The key is how to detect integer overflow without store to a larger size integer.

For this purpose, we could detect integer overflow before carry:

  • The maximal of INT_MAX before carry is \(\frac{INT\_MAX}{10}\). We continue compare pop with the suffix of INT_MAX, 7, if maximal before carry is equal to \(\frac{INT\_MAX}{10}\).

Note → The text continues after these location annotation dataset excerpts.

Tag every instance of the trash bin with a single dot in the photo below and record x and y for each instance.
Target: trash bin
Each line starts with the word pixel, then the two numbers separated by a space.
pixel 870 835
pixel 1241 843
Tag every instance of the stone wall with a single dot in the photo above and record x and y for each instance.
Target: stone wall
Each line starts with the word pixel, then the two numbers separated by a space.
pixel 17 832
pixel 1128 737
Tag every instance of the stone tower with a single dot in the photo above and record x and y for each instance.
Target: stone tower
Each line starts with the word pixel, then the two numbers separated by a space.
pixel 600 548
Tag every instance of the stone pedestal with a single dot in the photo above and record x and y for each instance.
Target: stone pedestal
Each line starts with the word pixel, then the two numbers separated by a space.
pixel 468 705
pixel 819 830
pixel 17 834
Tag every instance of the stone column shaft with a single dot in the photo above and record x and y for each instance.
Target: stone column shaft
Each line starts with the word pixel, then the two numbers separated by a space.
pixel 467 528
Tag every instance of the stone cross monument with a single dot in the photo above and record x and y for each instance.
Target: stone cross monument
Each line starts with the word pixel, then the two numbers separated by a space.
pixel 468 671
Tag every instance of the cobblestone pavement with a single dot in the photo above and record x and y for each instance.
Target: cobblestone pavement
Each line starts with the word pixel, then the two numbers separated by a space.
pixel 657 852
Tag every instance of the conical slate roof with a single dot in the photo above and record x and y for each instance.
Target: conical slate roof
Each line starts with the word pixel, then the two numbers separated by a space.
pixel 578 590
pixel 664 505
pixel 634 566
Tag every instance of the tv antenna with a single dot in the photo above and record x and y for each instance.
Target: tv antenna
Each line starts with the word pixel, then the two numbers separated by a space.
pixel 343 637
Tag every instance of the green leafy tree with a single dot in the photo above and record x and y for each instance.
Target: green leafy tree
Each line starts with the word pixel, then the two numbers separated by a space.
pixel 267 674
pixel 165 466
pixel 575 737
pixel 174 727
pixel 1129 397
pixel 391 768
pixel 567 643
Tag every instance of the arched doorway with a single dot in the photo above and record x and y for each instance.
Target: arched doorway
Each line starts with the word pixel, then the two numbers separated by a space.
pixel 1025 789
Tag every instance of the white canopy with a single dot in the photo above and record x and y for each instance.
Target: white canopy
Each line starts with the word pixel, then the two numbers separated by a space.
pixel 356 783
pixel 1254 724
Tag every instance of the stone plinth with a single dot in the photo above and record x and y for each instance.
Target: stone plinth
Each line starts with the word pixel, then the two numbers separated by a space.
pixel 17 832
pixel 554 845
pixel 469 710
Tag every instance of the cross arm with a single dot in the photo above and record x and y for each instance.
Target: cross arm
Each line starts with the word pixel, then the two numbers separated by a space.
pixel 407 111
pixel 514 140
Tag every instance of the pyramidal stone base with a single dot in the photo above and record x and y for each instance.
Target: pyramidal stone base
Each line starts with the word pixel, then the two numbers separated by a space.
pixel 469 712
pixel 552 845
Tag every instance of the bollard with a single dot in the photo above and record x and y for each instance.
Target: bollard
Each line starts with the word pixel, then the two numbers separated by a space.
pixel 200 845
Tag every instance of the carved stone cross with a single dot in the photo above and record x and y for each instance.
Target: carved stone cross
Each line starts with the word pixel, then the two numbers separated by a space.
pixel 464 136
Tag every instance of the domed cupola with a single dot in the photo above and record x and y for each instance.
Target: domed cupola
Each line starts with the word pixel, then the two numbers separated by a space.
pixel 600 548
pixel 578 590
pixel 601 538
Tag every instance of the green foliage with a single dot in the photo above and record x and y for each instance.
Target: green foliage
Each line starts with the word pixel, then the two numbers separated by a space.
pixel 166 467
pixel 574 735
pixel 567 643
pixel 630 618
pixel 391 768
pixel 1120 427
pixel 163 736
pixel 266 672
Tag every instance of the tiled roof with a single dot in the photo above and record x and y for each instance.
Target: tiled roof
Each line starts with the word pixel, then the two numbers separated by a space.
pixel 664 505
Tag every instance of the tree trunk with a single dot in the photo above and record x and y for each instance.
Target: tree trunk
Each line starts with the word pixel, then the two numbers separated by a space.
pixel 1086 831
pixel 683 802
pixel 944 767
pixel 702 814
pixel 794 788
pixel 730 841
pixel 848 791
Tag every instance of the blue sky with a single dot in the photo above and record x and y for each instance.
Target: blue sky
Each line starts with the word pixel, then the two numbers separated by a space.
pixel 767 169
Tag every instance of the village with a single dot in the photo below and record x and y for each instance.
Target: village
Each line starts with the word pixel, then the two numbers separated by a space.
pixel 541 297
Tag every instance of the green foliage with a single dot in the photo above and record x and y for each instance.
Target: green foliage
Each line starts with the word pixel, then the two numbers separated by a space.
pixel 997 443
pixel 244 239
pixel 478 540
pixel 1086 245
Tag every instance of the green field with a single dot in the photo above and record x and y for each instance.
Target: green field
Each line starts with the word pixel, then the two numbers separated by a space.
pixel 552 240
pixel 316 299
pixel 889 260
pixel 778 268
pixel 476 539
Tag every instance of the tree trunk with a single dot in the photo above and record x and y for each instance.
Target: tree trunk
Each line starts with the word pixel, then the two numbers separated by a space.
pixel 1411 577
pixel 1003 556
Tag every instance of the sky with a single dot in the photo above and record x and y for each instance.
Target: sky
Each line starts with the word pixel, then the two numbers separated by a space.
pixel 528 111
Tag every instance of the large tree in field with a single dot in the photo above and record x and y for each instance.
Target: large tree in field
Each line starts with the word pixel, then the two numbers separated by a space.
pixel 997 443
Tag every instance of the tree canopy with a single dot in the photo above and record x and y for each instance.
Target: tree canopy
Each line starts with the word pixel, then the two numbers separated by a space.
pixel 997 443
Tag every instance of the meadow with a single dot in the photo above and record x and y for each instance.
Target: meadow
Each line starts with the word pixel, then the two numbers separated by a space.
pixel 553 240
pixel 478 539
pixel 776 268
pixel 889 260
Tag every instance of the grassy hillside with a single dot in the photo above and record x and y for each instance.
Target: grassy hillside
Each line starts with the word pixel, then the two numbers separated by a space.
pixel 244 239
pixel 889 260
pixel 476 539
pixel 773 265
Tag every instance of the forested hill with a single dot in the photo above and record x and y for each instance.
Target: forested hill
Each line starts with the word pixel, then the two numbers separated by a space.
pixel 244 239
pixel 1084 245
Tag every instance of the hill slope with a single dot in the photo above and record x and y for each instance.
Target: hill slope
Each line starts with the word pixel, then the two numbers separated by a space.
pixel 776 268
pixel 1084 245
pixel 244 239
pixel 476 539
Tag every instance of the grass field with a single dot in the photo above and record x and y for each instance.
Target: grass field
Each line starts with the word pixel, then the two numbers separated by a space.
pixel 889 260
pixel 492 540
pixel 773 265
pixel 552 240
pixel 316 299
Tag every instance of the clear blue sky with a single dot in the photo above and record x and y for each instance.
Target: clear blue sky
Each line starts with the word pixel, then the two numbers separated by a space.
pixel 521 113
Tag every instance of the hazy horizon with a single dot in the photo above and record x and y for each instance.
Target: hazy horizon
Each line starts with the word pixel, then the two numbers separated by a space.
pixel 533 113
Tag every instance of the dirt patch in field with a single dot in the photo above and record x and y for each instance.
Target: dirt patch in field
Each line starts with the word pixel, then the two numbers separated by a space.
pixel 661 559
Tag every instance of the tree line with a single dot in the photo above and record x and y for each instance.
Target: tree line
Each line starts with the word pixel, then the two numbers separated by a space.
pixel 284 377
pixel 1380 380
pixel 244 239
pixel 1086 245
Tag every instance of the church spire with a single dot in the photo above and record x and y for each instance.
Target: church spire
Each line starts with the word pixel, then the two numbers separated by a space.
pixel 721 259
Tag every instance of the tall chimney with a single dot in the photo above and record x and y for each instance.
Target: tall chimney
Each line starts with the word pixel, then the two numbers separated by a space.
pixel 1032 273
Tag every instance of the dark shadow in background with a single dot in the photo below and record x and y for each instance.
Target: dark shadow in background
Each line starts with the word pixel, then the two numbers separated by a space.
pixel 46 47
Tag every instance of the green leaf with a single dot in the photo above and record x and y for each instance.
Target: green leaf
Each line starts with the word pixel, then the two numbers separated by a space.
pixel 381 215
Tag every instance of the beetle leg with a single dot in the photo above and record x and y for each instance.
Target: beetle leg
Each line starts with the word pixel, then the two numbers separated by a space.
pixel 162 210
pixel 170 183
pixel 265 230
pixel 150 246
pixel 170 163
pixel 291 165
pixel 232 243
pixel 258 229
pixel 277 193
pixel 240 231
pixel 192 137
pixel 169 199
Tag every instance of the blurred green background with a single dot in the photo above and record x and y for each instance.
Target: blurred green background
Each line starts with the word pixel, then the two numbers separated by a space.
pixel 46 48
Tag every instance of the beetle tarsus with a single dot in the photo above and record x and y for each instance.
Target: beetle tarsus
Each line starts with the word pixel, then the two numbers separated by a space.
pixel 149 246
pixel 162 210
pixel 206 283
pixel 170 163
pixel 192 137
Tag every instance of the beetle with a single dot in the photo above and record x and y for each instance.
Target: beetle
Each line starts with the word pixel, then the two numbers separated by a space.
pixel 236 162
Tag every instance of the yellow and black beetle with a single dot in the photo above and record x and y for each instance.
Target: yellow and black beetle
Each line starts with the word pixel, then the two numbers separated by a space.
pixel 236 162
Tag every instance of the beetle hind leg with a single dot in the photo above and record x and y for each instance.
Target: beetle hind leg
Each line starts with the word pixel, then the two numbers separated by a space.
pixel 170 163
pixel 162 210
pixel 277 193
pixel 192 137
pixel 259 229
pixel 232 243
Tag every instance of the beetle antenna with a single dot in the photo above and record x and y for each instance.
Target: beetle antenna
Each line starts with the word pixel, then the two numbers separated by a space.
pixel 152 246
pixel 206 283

  • The minimal of INT_MIN before carry is \(\frac{INT\_MIN}{10}\) too. We continue compare pop with the suffix of INT_MIN, -8, if minimal before carry is equal to \(\frac{INT\_MIN}{10}\).

class Solution {
public:
	int reverse(int x) {
		// INT_MAX 2147483647
		// INT_MIN -2147483648
		int res = 0, pop = 0;
		while (abs(x) > 0) {
			pop = x % 10;
			x /= 10;
			// INT_MAX's suffix is 7
			if (res > INT_MAX / 10 || (res == INT_MAX / 10 && pop > 7)) {
				return 0;
			}
			// INT_MIN's suffix is -8
			if (res < INT_MIN / 10 || (res == INT_MIN / 10 && pop < -8)) {
				return 0;
			}
			res = res * 10 + pop;
		}
		return res;
	}
};